Perioperative Services, Intensive Care and Pain Medicine, Turku University Hospital, Turku, Finland.
Department of Urology, University of Turku, Turku, Finland.
BMC Urol. 2021 Feb 2;21(1):14. doi: 10.1186/s12894-021-00785-9.
Previous findings indicate that pre-emptive pregabalin as part of multimodal anesthesia reduces opioid requirements compared to conventional anesthesia in patients undergoing robot-assisted laparoscopic prostatectomy (RALP). However, recent studies show contradictory evidence suggesting that pregabalin does not reduce postoperative pain or opioid consumption after surgeries. We conducted a register-based analysis on RALP patients treated over a 5-year period to evaluate postoperative opioid consumption between two multimodal anesthesia protocols.
We retrospectively evaluated patients undergoing RALP between years 2015 and 2019. Patients with American Society of Anesthesiologists status 1-3, age between 30 and 80 years and treated with standard multimodal anesthesia were included in the study. Pregabalin (PG) group received 150 mg of oral pregabalin as premedication before anesthesia induction, while the control (CTRL) group was treated conventionally. Postoperative opioid requirements were calculated as intravenous morphine equivalent doses for both groups. The impact of pregabalin on postoperative nausea and vomiting (PONV), and length of stay (LOS) was evaluated.
We included 245 patients in the PG group and 103 in the CTRL group. Median (IQR) opioid consumption over 24 postoperative hours was 15 (8-24) and 17 (8-25) mg in PG and CTRL groups (p = 0.44). We found no difference in postoperative opioid requirement between the two groups in post anesthesia care unit, or within 12 h postoperatively (p = 0.16; p = 0.09). The length of post anesthesia care unit stay was same in each group and there was no difference in PONV Similarly, median postoperative LOS was 31 h in both groups.
Patients undergoing RALP and receiving multimodal analgesia do not need significant amount of opioids postoperatively and can be discharged soon after the procedure.
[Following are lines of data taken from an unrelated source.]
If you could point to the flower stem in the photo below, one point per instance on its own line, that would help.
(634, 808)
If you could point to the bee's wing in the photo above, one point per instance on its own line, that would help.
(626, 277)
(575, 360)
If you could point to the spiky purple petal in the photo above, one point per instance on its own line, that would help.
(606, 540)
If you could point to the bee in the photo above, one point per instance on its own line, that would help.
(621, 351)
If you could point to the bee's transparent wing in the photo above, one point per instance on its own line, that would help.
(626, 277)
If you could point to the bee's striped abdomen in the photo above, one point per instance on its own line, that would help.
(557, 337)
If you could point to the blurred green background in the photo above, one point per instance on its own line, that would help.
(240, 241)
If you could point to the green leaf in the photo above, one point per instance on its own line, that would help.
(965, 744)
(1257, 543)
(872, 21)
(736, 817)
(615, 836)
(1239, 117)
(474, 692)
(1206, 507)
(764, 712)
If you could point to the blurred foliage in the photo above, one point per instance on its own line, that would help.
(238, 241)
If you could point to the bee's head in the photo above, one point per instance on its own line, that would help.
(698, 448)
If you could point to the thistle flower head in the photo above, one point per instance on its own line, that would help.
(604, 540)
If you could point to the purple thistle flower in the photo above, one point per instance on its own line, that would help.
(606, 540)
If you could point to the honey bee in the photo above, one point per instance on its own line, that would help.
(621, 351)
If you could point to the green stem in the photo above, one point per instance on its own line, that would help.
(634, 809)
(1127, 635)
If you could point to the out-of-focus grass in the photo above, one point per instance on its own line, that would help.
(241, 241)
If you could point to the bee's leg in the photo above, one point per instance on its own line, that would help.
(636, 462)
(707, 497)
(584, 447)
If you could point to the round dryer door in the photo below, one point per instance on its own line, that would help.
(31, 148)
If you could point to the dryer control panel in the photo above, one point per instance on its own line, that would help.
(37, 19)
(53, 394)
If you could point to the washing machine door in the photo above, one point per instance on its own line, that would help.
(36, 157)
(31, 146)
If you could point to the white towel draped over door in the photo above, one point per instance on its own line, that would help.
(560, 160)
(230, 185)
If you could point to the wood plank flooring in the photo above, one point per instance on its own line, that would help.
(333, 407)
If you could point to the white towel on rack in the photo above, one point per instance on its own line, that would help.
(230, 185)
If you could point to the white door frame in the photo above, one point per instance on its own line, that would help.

Pre-emptive administration of oral pregabalin does not reduce postoperative opioid consumption, PONV or LOS in these patients.
先前的研究结果表明,与常规麻醉相比,在接受机器人辅助腹腔镜前列腺切除术(RALP)的患者中,作为多模式麻醉一部分的预先使用普瑞巴林可减少阿片类药物的需求。然而,最近的研究结果却存在矛盾,表明普瑞巴林并不能减少手术后的疼痛或阿片类药物的消耗。我们对接受 RALP 治疗的患者进行了一项基于登记的分析,以评估两种多模式麻醉方案之间术后阿片类药物的消耗。
我们回顾性评估了 2015 年至 2019 年间接受 RALP 的患者。纳入的患者美国麻醉医师协会(ASA)分级为 1-3 级,年龄在 30 至 80 岁之间,接受标准多模式麻醉治疗。PG 组在麻醉诱导前接受 150mg 普瑞巴林口服作为术前用药,而对照组(CTRL)组则接受常规治疗。计算两组患者术后静脉内吗啡等效剂量作为术后阿片类药物的需求量。评估普瑞巴林对术后恶心呕吐(PONV)和住院时间(LOS)的影响。
我们纳入了 PG 组的 245 例患者和 CTRL 组的 103 例患者。PG 组和 CTRL 组 24 小时内术后吗啡消耗中位数(IQR)分别为 15(8-24)和 17(8-25)mg(p=0.44)。我们发现两组患者在麻醉后监护病房或术后 12 小时内的术后阿片类药物需求无差异(p=0.16;p=0.09)。两组患者的麻醉后监护病房停留时间相同,PONV 也无差异。同样,两组患者的术后 LOS 中位数均为 31 小时。
接受 RALP 并接受多模式镇痛的患者术后不需要大量的阿片类药物,并且在手术后不久即可出院。预先给予口服普瑞巴林并不能减少这些患者的术后阿片类药物消耗、PONV 或 LOS。